Tours, Presses universitaires François Rabelais, 2013, 480 p.
Mélisande Leventopoulos
p. 207-209
Référence(s) :

Marion Chénetier-Alev, Valérie Vignaux (dir.), Le texte critique. Expérimenter le théâtre et le cinéma aux xx e et xxi e siècles, Tours, Presses universitaires François Rabelais, 2013, 480 p.

Texte intégral

1Dirigés par Marion Chénetier-Alev et Valérie Vignaux, ces actes d’un colloque tenu à Tours en 2010, proposent, sans viser à l’exhaustivité, un panorama diversifié de l’histoire de la critique de cinéma et de théâtre aux xxe et xxie siècles, en se concentrant surtout sur la période postérieure à la Première Guerre mondiale. Le jeu de miroir entre théâtre et cinéma auquel l’ouvrage s’essaie, porté par la figure nodale de Léon Moussinac, vient nourrir un questionnement sur les formes contemporaines de la critique à l’heure d’Internet et sur la disparition des formes classiques de celle-ci. L’objectif de ces recherches croisées est de « faire le point sur le texte critique » à partir des déclinaisons actuelles du terme, à la fois au singulier et au pluriel, au féminin et au masculin. Chénetier-Alev et Vignaux souhaitent ainsi défricher un territoire encore peu arpenté et soulignent – pour ce qui est de la France – le peu de travaux d’ensemble sur la critique, par-delà les livres déjà anciens de Michel Ciment et Christian Zimmer d’une part et de Maurice Descotes de l’autre. En ce qui concerne le cinéma, cela s’explique sans doute par des facteurs heuristiques. Quoique constamment mobilisée, la critique de cinéma a en effet tardé à s’imposer comme champ circonscrit de la recherche et reste souvent mobilisée comme interface plutôt qu’appréhendée comme phénomène, pour ses propriétés propres. Il en est également ainsi de sa frontière poreuse avec l’étude des cinéphilies, qui implique cependant un prisme d’analyse sensiblement différent.
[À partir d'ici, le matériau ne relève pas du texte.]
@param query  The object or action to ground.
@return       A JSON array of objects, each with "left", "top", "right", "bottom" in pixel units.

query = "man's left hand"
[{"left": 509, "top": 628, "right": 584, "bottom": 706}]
2La définition du texte critique est ici laissée ouverte en vue de répondre aux problèmes posés par le contemporain. La comparaison entre cinéma et théâtre conduit néanmoins à une approche moins centrée sur le medium que sur l’art, où la critique journalistique classique est assimilée à une production littéraire, présupposant signature et légitimité analytique. Dans la majorité des contributions, celle-ci émane donc de spécialistes au jugement qualifié, portés par une fonction sociale et un capital symbolique. En cela, l’ouvrage adopte – pour l’interroger – le point de vue de la critique française, qui s’est affirmée par sa professionnalisation ainsi que le rappellent plusieurs articles, dont celui de Laurent Jullier et Jean-Marc Leveratto, procédant à des comparaisons avec la critique américaine. L’étude de l’autonomisation du discours cinématographique aurait sans doute permis d’interroger plus extensivement ce présupposé. Excepté le champ du très contemporain, critiques anonymes et courriers des lecteurs sont, par ailleurs, peu présents dans les contributions, tandis que d’autres types d’expertises (militantes, religieuses...) ayant donné lieu à des jugements réguliers sur les œuvres avant Internet et dont l’étude aurait peut-être pu contribuer à éclairer le questionnement sur les écritures numériques, ne sont pas inclus. Mais le livre fait émerger des conditions – sociales, culturelles, économiques, politiques – d’énonciation de l’exercice critique, pour reprendre la formule employée par François Albera et Sylvain Portmann dans leur contribution. L’encadrement de l’opération critique est mis au jour dans divers espaces nationaux et dans des temporalités variées. Aussi le problème de la dimension collective de la critique et celui de l’interaction avec le public traversent-ils l’ouvrage.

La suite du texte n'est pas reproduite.